SINGAPORE Athletic shoemaker Adidas claims it has developed the world's first "smart shoe" that uses a microprocessor to adapt the shoe's cushioning level to a runner's size and stride.
The Adidas 1 running shoe is the result of a closely-held, three-year project at the European company's U.S. research and development headquarters in Portland, Ore. Adidas claims its smart show will revolutionize long-distance running and training.
"This is the first intelligent shoe ever," said Erich Stamminger, global marketing director for Adidas. "It senses, understands and adapts."
A microprocessor embedded in the shoe's arch drives a tiny screw and cable system that adjusts the heel cushion based on signals sent back by a sensor attached to a magnet. The system is powered by a battery that conserves power by adjusting the shoe in mid-air, during a runner's stride. The scheme is designed to reduce drag and avoid resistance from the ground.
The entire microprocessor kit weighs less than 40 grams, or about 10 percent of an average weight of running shoe. The design seeks for reduce weight and drag for long-distance runners.
Embedding a smart chip in a running shoe has been greeted by skeptics as a marketing gimmick by Adidas designed to steal attention from international rivals Nike, Puma, Reebok and New Balance. Nevertheless, Adidas said it is confident that its technological innovation is a positive step toward a next-generation of running shoes.
The gambit could work, observers said, as runners seek any legal edge in an effort to gain speed and reduce race times.
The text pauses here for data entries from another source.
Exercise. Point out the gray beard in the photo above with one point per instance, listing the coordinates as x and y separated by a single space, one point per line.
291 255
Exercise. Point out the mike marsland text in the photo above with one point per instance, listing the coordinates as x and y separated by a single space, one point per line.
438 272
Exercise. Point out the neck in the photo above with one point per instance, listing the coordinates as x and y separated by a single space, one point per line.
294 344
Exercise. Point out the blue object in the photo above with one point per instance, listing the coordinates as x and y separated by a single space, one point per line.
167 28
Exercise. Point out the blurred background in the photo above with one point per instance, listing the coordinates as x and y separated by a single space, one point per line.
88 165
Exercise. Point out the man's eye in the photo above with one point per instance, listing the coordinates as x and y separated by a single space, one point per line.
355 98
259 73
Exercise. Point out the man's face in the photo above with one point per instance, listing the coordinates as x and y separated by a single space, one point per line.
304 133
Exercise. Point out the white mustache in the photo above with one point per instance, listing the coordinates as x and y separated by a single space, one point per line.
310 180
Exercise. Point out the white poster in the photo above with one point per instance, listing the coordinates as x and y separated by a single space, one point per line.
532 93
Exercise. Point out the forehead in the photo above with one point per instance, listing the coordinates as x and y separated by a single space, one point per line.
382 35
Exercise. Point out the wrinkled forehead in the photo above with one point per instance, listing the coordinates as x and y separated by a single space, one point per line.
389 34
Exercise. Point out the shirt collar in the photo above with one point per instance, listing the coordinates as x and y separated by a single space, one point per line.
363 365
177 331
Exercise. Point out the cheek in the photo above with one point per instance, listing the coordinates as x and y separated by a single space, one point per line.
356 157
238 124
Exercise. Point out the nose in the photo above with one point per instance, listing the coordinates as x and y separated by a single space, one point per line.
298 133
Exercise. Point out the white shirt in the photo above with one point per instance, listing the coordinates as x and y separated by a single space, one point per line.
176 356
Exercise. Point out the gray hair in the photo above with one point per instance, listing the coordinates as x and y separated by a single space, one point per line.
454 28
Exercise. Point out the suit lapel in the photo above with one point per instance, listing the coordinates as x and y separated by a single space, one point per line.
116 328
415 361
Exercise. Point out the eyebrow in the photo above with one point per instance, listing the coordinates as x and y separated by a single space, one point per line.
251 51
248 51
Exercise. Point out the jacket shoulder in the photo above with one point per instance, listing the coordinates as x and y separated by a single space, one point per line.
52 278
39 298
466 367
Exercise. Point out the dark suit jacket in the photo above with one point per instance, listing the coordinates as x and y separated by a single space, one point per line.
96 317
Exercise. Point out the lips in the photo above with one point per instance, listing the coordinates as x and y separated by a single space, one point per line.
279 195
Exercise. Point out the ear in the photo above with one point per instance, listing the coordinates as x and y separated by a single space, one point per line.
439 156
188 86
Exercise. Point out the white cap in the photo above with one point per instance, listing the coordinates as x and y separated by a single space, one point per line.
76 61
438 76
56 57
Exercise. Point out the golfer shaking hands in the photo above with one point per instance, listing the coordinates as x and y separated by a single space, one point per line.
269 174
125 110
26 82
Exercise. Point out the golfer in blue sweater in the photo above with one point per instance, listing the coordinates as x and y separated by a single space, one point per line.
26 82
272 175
Similar technologies have been applied recently in other sports equipment, including piezoelectric technology in tennis rackets.
After thousands of hours of prototyping and testing, Adidas declared that its smart shoe can endure the wear-and-tear of running on surfaces ranging from pavement, dirt trails or even beaches.
One hurdle may the price tag: The smart shoe will retail for $250 a pair, making it luxury footwear when launched commercially in the U.S. in December.